I'm reinstalling my box, and everything went fine so far.

But I can't emerge nvidia-kernel.

I use a 2.6.5 gentoo dev sources kernel.

It's strange because on a former installation I had nvidia-kernel working all-right with this kernel.

This is the output for 5336 nvidia-kernel :

 *Quote:*   

> >>> md5 src_uri  NVIDIA-Linux-x86-1.0-5336-pkg1.run
> 
>  * The new 2.6.6 Series kernels include an option for 4K Stack sizes,
> 
>  * this option must NOT be selected. This driver will only work with
> ...

 

I read many posts about a wrong symlink in this forum. This is not related : the /usr/src/linux symlink is all right.

EMerging 6111 version of nvidia-kernel fails :

 *Quote:*   

> >>> emerge (1 of 1) media-video/nvidia-kernel-1.0.6111 to /
> 
> x86
> 
> >>> md5 src_uri  NVIDIA-Linux-x86-1.0-6111-pkg1.run
> ...

 

I don't know what to do. Any help appreciated!!

(Just in case, can I still emerge graphical environments and applications and solve this problem later? I'm fed up with command line right now and need some GUI (some browser especially!) even if I don't have opengl for the moment)

----------

## chunderbunny

You can switch video drivers at any time, so go ahead and install some WMs. 

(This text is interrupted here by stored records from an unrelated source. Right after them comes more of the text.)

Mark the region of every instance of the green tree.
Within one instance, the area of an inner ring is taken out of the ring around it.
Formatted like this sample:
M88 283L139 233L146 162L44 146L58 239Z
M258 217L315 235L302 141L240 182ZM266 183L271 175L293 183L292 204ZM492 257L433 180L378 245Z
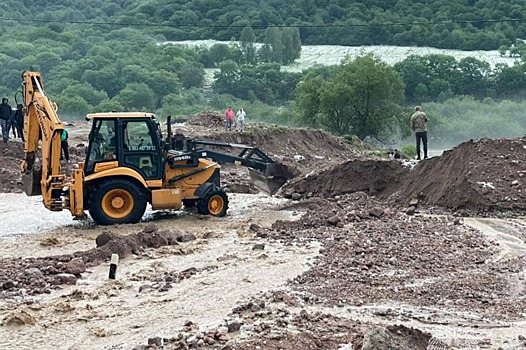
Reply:
M244 63L256 64L256 34L254 34L252 27L243 28L239 41L241 42L241 52L245 59Z
M115 100L128 110L150 112L155 110L156 97L145 83L130 83L122 89Z
M214 91L231 94L241 77L239 66L232 60L221 62L219 72L215 74Z
M300 58L301 39L298 28L284 28L281 33L281 42L283 44L283 64L292 63Z
M192 87L201 87L205 80L205 71L195 63L187 63L179 72L181 86L185 89Z
M345 59L323 88L317 89L310 80L304 87L307 81L296 91L296 104L302 115L315 116L328 130L363 139L381 138L390 129L400 128L404 83L393 68L373 55Z
M283 63L283 42L279 28L267 28L265 31L265 44L270 48L270 62Z

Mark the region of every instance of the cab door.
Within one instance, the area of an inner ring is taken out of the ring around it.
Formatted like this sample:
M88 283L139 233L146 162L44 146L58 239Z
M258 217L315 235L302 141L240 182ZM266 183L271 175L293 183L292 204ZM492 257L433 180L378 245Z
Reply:
M150 119L120 119L119 166L129 167L145 180L162 179L160 140Z

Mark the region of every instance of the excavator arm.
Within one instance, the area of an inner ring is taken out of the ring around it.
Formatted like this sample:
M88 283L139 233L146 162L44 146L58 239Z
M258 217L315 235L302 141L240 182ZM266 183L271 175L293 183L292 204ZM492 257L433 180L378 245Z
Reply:
M216 148L240 151L235 155L220 152ZM294 177L294 173L286 165L275 162L257 147L221 141L188 140L187 151L206 154L207 158L213 159L219 164L235 164L247 167L250 182L260 191L270 195L276 193L287 180Z
M270 195L276 193L287 180L295 176L293 170L284 164L275 162L257 147L221 141L187 139L182 134L176 134L174 140L171 118L171 116L167 117L168 137L166 143L169 155L168 163L172 168L197 166L199 158L209 158L219 164L245 166L249 170L252 184L260 191ZM218 149L240 151L236 155L221 152ZM187 163L178 165L176 164L177 160L186 160Z
M24 103L24 160L21 164L22 184L28 196L42 195L46 208L63 209L62 198L66 175L61 171L61 136L64 124L57 115L57 106L44 93L40 72L22 74ZM41 144L41 164L36 163Z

You could try what the error message suggests, go to /usr/src/linux and run "make mrproper", then see if the 6111 drivers will compile.

----------

## tristure

Well it didn't work either...

Any other ideas?

Thanks!

----------

## tristure

OK, I'm in KDE now, so things are getting better  :Laughing: 

But I still have to get the nvidia thing working

I ran make mrproper; then I got the classic error "unable to determine kernel version".

I read something about typing make prepare-all, and so I did...

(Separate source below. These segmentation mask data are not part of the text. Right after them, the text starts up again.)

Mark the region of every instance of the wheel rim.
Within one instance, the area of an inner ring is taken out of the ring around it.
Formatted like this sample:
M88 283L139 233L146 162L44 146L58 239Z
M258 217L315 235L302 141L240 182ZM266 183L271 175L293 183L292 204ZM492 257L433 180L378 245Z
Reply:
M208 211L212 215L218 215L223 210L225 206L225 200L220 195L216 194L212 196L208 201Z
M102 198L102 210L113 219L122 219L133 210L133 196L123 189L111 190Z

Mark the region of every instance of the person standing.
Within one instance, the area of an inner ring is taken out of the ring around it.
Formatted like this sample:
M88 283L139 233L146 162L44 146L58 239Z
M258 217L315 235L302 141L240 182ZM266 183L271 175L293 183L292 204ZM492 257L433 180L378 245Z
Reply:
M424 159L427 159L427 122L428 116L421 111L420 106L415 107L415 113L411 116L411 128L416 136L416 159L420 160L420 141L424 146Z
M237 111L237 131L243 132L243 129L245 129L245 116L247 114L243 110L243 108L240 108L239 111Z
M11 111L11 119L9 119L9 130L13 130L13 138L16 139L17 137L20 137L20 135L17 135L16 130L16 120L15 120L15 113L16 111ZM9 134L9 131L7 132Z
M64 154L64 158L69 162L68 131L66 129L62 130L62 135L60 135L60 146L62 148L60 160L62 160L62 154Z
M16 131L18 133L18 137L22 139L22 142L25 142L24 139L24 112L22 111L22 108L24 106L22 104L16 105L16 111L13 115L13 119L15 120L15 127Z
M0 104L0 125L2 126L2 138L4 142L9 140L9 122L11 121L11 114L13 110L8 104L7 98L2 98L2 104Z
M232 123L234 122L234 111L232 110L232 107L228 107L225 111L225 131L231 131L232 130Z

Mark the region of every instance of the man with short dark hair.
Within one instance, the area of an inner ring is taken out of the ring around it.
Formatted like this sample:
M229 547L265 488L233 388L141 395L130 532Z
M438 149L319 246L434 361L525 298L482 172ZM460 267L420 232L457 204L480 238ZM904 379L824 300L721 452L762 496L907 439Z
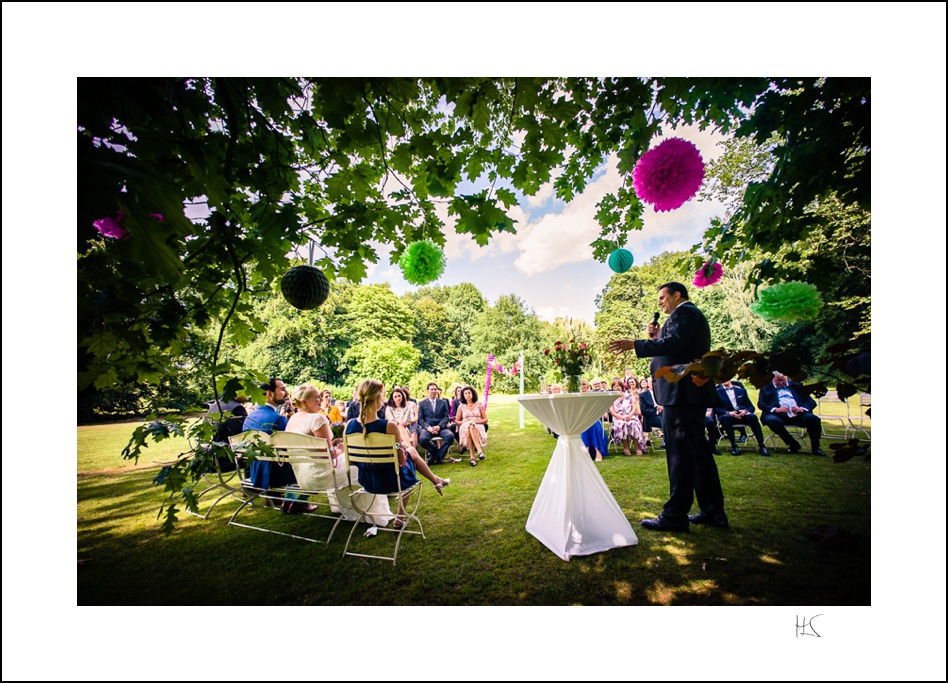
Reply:
M283 380L271 377L260 388L267 392L267 401L247 416L244 431L256 430L267 434L285 431L287 419L280 415L280 406L286 402L289 394ZM253 487L261 491L296 483L292 467L277 467L275 463L264 460L251 463L250 479Z
M454 434L448 429L448 402L440 398L441 389L436 382L428 383L428 398L418 401L418 445L428 453L428 464L444 462Z
M634 349L638 357L652 358L652 391L655 402L664 407L670 495L658 518L643 519L642 526L653 531L688 531L689 523L727 527L718 468L704 438L705 411L717 405L714 385L705 382L699 386L691 378L672 383L655 377L659 368L671 366L680 372L708 353L711 328L704 314L688 300L683 284L667 282L658 292L658 305L668 316L661 330L650 323L648 339L609 342L609 350L615 353ZM689 516L696 494L701 511Z
M754 415L754 404L750 402L747 390L737 383L727 380L718 387L718 401L721 406L714 409L718 422L725 436L731 442L731 455L740 455L737 439L734 437L734 425L747 425L757 439L757 449L761 455L768 456L770 451L764 445L764 431L760 428L760 421Z
M801 387L799 382L788 382L786 375L775 372L773 382L762 387L757 397L760 419L783 439L788 453L800 450L800 443L787 431L787 425L790 425L806 429L813 455L826 455L820 448L823 423L812 412L816 408L816 401L803 393Z

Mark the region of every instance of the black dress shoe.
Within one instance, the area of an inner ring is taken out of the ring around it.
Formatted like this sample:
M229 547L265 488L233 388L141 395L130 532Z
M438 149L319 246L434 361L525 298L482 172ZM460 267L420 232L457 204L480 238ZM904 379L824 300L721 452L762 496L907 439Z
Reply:
M688 515L688 521L692 524L703 524L705 526L713 526L719 529L727 529L731 526L727 523L727 515L724 513L711 517L710 515L706 515L703 512L699 512L696 515Z
M717 446L711 446L711 452L715 455L721 455L721 451L718 450Z
M667 519L643 519L642 526L651 531L688 531L688 524L673 524Z
M792 444L790 448L787 449L787 453L799 453L799 452L800 452L800 444L798 443Z
M768 457L768 458L770 457L770 451L767 450L766 446L761 446L760 454L763 455L764 457Z
M661 443L661 445L659 446L659 448L665 448L665 439L662 439L662 443Z
M815 451L813 451L813 455L826 455L826 451L824 451L822 448L817 448Z
M737 437L737 443L744 443L745 441L747 441L747 437L746 437L746 436L739 436L739 437Z
M731 446L731 455L740 455L741 449L737 446Z

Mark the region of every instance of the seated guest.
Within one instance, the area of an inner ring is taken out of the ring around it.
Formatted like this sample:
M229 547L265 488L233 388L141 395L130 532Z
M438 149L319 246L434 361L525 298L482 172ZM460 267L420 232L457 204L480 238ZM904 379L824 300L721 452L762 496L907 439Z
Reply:
M392 389L392 395L389 396L385 404L384 419L395 422L408 432L412 446L415 445L418 433L418 407L408 400L408 392L404 387L395 387ZM461 462L454 460L452 462Z
M435 476L424 459L418 455L418 451L408 442L408 432L404 427L378 418L379 411L383 410L384 407L385 396L382 383L374 379L363 380L356 388L356 393L363 408L359 419L350 420L346 425L346 434L393 434L398 444L398 480L395 479L395 472L389 467L381 468L370 463L356 463L356 467L359 468L359 484L362 488L369 493L395 493L398 491L399 481L402 489L418 483L418 477L415 474L417 471L434 484L435 491L440 495L444 495L441 490L448 486L451 480ZM429 395L432 394L435 394L435 392L431 391L431 385L429 385ZM447 405L444 406L444 410L447 418ZM404 524L404 514L405 501L402 499L398 501L396 528L400 528Z
M704 428L708 430L708 442L711 444L711 452L715 455L721 455L721 451L718 450L721 430L718 429L718 421L714 417L714 408L708 408L704 412Z
M471 467L474 467L477 460L487 457L484 452L484 445L487 443L487 413L484 412L484 406L477 402L474 387L461 389L461 403L458 404L454 423L457 425L458 442L471 451ZM477 460L474 459L475 453Z
M411 424L408 425L408 434L411 436L411 445L416 449L418 448L418 432L420 427L418 426L418 401L411 397L411 393L408 391L408 387L399 387L402 392L405 394L405 400L408 401L408 405L411 406L412 419L414 420Z
M322 399L319 405L319 411L329 418L331 424L339 424L343 421L342 413L336 408L332 400L332 392L329 389L323 389Z
M329 428L329 417L323 412L323 397L319 389L312 384L301 384L293 391L290 402L296 408L296 413L286 423L287 432L318 436L332 442L332 429ZM337 464L340 453L333 453L333 465Z
M247 419L246 396L238 396L232 401L208 401L207 412L204 414L204 421L214 428L214 435L211 441L219 446L230 448L230 437L236 436L244 431L244 420ZM221 411L223 410L223 414ZM205 450L210 452L210 445L205 446ZM237 469L233 458L218 457L214 461L214 466L221 472L233 472Z
M615 400L609 412L612 414L612 438L622 444L622 452L632 455L629 441L635 444L635 454L642 455L645 448L645 432L642 431L642 411L638 397L623 384L618 377L612 380L612 390L622 395Z
M448 395L451 397L448 399L448 419L451 420L451 423L454 424L454 418L458 414L458 406L461 405L461 389L464 386L455 382L448 389Z
M352 390L352 398L346 402L346 422L349 420L355 420L359 417L359 411L361 410L359 406L359 399L356 398L356 390Z
M589 390L589 382L580 380L579 391L585 394ZM609 442L606 441L606 431L602 428L602 420L596 420L589 429L580 434L580 437L589 451L589 457L596 462L602 462L603 457L609 454Z
M645 424L642 425L646 432L653 429L662 428L662 406L655 405L655 398L652 396L652 390L647 379L639 382L639 407L642 410L642 417Z
M448 402L439 398L436 382L428 382L428 398L418 402L418 443L428 452L428 464L444 462L444 456L454 443L454 434L448 429Z
M813 414L816 401L803 393L799 382L788 382L786 375L775 372L773 382L761 388L757 407L760 408L760 421L783 439L789 453L799 451L800 443L790 436L786 425L805 428L813 455L826 455L820 448L823 424Z
M266 403L247 416L244 420L244 431L257 430L267 434L282 432L286 429L287 419L280 414L280 406L287 399L286 386L283 380L271 377L261 384L260 388L267 392ZM254 460L251 463L250 480L253 488L258 491L296 483L292 467L280 467L277 463L264 460ZM264 505L270 504L271 501L264 501Z
M718 401L721 407L715 408L714 412L718 416L718 422L721 423L721 429L725 436L731 442L731 455L740 455L741 451L737 447L737 440L734 438L734 425L742 424L751 428L754 437L757 439L757 448L761 455L770 455L770 451L764 445L764 432L760 428L760 421L754 415L754 405L747 396L747 390L739 387L730 380L722 382L718 387Z

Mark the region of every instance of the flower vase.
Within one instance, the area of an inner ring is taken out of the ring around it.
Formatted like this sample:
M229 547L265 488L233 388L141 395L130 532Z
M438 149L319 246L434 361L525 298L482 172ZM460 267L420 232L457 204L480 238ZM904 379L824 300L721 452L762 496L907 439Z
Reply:
M579 384L580 384L580 375L567 375L566 376L566 393L578 394Z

Now I got another error : *Quote:*   

> bash-2.05b# emerge nvidia-kernel
> 
> Calculating dependencies ...done!
> 
> >>> emerge (1 of 1) media-video/nvidia-kernel-1.0.5336-r4 to /
> ...

 

As I read something on the forums about emerging new headers, I tried to emerge the linux26-headers, but I can't, even with "~x86" the packages remain masked!

I tried to emerge and run config-kernel, didn't work either!!!

I'm really stuck now, and I would really like to have my card working!

Any help appreciated!!!!  :Crying or Very sad: 

----------

## Drooling Iguana

I had the same problem and managed to fix it by upgrading to the latest version of the kernel (2.6.8.1).  You might want to give that a shot.

----------

## tristure

The latest gentoo-dev-sources 2.6.7 and 2.6.8 lack many options I use (supermount support for instance), so I'd prefer to stick with my old 2.6.5.

----------

## DaMouse

2.6.8.1-ck6 then  :Smile: 

-DaMouse

----------

## tristure

Emerging it right now.

I'll try this kernel, thanks for the suggestion.

----------

## MushMushi

I had the same problem trying to install the nvidia-kernel 1.0.5336 to a previous kernel (2.6.4-ck2)... It just wouln't compile against it. (so then I tried an even older one, 2.4-ck3, and it worked)

but the nvidia-kernel works fine with 2.6.8.1-ck5

----------